Gheorghiu's final published effort came in 1979, with Arthur Rimbaud's Season in Hell. Comparatist Nicolae Balotă was moved by his "superb renditions" of the cycle (done in "pious fidelity"), as well as by Gheorghiu's portrait of Rimbaud as a "bird-poet", which was printed with the book. Around then, Gheorghiu was in correspondence with the geologist and anti-communist dissident Gelu Voican Voiculescu, who was also his successor as Viața Romîneascăs proofreader. The secondary goal of such letters was to "confuse posterity" with incomprehensible references or surreal humor; making fun of the Rozelor Street address (which is a literal reference to roses), Voiculescu referred to the aging translator as a "Rosicrucian", while signing himself Gelu Zadarnicu ("Fruitless Gelu"). Increasingly isolated and focused during his final years, Gheorghiu died in Bucharest on 17 October 1981. His death was described by various sources as "sudden".

==Legacy==
Obituary pieces included one by poet Adrian Păunescu, whom the news caught in Satu Mare.

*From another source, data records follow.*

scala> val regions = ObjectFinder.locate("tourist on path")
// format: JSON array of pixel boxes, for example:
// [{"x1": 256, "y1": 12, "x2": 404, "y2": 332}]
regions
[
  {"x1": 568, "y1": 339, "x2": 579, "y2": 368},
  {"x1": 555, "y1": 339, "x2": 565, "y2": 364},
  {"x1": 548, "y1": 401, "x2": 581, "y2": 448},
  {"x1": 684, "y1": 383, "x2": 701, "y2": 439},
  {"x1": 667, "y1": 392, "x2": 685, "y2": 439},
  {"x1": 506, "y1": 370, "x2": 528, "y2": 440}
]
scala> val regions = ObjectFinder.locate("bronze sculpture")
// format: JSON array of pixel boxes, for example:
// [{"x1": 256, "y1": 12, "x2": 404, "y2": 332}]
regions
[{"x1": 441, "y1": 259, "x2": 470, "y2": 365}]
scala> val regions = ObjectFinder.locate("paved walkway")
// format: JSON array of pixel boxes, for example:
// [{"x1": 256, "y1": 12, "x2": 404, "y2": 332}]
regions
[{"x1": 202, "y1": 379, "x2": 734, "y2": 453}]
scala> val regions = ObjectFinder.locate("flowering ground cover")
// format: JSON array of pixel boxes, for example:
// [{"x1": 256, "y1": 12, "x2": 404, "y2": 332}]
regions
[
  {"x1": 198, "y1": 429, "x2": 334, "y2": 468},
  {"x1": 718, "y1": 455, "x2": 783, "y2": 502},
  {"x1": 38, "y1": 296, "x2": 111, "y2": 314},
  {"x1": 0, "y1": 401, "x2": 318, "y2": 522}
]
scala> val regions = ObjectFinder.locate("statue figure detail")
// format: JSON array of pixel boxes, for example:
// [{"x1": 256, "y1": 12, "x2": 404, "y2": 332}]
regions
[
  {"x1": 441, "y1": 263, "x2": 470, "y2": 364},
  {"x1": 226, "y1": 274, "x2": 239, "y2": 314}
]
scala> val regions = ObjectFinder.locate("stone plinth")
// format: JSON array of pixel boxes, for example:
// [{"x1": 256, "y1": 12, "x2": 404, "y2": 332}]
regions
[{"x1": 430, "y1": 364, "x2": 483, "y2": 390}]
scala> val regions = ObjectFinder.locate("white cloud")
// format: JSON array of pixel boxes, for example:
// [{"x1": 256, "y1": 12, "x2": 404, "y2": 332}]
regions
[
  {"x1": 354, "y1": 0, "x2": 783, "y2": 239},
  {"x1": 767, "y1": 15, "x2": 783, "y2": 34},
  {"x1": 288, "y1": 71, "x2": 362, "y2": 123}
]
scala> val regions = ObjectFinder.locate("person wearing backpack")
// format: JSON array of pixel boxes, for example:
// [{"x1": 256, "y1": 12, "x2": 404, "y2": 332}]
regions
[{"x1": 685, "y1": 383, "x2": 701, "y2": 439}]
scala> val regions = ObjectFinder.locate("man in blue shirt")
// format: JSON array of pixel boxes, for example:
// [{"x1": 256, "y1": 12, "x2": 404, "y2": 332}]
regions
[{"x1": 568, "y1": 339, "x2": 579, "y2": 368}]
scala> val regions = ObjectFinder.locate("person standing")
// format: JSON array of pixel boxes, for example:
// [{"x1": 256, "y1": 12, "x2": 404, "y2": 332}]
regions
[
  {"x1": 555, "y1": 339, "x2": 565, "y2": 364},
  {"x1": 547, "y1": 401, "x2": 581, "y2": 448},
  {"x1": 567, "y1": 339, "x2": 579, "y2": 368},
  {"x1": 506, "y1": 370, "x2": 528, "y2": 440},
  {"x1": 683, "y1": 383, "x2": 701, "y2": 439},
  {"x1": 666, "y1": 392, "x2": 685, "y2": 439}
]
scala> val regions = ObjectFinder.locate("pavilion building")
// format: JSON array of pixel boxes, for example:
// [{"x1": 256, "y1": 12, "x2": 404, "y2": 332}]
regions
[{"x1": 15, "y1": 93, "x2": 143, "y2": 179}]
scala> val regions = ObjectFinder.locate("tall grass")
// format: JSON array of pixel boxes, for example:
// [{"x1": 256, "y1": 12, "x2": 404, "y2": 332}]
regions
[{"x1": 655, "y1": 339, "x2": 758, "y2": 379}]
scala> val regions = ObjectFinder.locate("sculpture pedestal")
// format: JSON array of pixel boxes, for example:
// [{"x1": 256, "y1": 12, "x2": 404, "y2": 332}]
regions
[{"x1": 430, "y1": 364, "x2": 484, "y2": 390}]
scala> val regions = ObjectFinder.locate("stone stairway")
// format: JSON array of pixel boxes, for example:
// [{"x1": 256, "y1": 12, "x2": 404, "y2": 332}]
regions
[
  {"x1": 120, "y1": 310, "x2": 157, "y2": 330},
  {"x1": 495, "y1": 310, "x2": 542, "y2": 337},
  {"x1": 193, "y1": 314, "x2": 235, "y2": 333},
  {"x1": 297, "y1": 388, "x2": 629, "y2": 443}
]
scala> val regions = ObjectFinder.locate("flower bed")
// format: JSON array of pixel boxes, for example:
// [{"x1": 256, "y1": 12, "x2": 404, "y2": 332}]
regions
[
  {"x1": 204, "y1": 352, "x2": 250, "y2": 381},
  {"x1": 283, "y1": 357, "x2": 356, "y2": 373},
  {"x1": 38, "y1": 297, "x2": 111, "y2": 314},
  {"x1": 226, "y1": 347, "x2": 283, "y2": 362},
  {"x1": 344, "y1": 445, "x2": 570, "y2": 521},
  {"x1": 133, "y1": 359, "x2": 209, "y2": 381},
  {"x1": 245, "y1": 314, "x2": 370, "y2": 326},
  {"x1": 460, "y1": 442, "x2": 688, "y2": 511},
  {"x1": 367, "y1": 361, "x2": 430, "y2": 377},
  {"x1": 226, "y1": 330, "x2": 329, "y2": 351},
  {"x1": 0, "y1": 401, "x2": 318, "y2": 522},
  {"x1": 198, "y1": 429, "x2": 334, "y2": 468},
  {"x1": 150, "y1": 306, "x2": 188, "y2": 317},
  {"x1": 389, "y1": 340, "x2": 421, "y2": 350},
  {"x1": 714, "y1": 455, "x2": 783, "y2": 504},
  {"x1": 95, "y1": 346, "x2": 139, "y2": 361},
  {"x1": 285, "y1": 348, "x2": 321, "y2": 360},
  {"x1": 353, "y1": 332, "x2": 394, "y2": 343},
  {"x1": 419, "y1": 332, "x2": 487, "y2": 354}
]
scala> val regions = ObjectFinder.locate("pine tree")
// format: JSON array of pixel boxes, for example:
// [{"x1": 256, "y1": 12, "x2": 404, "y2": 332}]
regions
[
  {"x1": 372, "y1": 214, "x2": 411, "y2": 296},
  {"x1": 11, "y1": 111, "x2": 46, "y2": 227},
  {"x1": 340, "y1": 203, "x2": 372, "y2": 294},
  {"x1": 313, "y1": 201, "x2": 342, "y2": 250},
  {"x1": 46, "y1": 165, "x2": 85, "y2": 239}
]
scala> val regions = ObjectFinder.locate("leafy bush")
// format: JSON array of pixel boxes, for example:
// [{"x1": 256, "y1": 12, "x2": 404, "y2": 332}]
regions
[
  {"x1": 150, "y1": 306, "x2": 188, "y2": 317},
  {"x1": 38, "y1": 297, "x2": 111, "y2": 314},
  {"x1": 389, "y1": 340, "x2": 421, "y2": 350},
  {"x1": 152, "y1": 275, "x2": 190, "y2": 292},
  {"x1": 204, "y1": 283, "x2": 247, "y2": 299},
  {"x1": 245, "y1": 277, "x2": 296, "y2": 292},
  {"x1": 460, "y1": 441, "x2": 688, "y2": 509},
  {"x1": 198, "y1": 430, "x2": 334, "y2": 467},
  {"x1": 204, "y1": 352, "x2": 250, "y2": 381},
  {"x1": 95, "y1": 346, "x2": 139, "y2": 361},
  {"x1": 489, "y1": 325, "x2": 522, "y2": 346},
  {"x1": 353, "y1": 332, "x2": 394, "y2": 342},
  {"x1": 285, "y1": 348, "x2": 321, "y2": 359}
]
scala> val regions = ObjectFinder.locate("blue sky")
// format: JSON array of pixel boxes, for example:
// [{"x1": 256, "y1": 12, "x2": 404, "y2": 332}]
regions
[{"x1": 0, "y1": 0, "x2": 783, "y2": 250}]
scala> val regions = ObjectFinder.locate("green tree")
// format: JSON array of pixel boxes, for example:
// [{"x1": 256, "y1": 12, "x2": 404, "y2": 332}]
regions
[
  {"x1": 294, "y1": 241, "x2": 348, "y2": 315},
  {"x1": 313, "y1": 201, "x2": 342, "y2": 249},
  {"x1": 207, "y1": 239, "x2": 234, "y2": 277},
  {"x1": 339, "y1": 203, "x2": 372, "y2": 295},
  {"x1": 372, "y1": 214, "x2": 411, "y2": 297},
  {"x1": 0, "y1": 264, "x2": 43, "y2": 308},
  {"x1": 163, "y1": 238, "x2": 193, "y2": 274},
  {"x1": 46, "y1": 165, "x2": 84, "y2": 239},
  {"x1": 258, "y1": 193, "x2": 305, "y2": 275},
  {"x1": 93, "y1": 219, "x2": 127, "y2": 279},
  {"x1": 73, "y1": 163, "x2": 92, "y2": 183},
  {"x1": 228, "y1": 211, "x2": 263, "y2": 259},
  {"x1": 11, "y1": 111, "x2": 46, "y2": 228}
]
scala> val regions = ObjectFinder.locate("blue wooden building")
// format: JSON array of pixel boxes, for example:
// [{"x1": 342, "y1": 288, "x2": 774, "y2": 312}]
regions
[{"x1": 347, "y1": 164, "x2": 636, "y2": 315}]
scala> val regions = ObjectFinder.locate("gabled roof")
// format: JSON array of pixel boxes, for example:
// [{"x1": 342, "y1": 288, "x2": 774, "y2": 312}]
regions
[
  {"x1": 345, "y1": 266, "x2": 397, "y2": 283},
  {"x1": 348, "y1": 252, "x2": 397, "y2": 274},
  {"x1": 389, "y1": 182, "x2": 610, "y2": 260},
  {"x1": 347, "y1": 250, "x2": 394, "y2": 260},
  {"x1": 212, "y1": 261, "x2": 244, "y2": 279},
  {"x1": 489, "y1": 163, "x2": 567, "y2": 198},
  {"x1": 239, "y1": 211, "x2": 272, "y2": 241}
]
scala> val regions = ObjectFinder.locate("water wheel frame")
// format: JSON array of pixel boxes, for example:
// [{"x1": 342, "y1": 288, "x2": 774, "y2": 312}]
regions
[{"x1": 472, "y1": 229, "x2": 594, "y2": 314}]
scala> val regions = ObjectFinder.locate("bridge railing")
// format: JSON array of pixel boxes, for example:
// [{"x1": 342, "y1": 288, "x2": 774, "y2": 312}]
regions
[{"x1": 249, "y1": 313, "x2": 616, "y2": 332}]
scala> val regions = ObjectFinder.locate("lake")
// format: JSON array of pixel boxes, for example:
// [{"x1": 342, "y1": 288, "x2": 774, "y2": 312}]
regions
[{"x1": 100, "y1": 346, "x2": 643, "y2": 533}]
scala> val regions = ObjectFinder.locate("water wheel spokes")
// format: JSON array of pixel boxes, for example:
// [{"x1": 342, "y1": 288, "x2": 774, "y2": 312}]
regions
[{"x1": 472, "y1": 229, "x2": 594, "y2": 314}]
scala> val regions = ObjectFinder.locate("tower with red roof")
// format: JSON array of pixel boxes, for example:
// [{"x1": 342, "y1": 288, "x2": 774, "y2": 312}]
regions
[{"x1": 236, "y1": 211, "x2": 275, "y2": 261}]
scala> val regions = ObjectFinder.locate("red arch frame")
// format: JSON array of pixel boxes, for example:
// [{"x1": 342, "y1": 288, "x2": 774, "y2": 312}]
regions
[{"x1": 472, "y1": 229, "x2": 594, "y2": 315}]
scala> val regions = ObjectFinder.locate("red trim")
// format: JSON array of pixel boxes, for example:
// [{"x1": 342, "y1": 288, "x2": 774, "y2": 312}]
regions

He deplored the death of a "kind, humane, irreducible artist", adding: "Now that Tașcu Gheorghiu has died, libraries across this country are witnessing the deaths of all those whom he has translated into Romanian." Gheorghiu was outlived by his sister Chrisanta (or Hrisanta) Russu, who announced his Orthodox funeral service at Boteanu Church and his subsequent burial at Străulești II Cemetery. On 25 October 1981, the recently deceased author was honored by Radio Romania with live recitation of his 100 "most beautiful translations" of poetry. Chrisanta also organized his parastas service at Old St. Eleftherios Church, on 31 October 1987. She had inherited his papers, some of which she sold to the Museum of Romanian Literature in 1986. His letters from Gelu Zadarnicu were published in Manuscriptums first issue for 2009, under the mistaken assumption that they were by Naum. Voiculescu outed himself as the author in 2011.

Gheorghiu had recovered and arranged for print some of his surrealist poems, which he left to the literary historian Marin Mincu. Mincu published them in his anthology of the interwar avant-garde (1984), allowing poet Florin Mugur to rediscover and applaud Gheorghiu's "great talent". Some of these texts were sampled in translation by Eva Behring, for an anthology published in East Germany in 1988. Gheorghiu's contribution to the Romanian Shakespeare corpus was still being recovered after both his death and the Romanian Revolution of 1989, with another such volume appearing in early 1991. His Ghepardul had remained a standard of Lampedusa editions in Romanian, with a third edition published in 1995. A competing version, proposing to overcome Gheorghiu's "unmistakable stylistic imprint" and Caragialesque echoes, was produced in 2011 by Gabriela Lungu.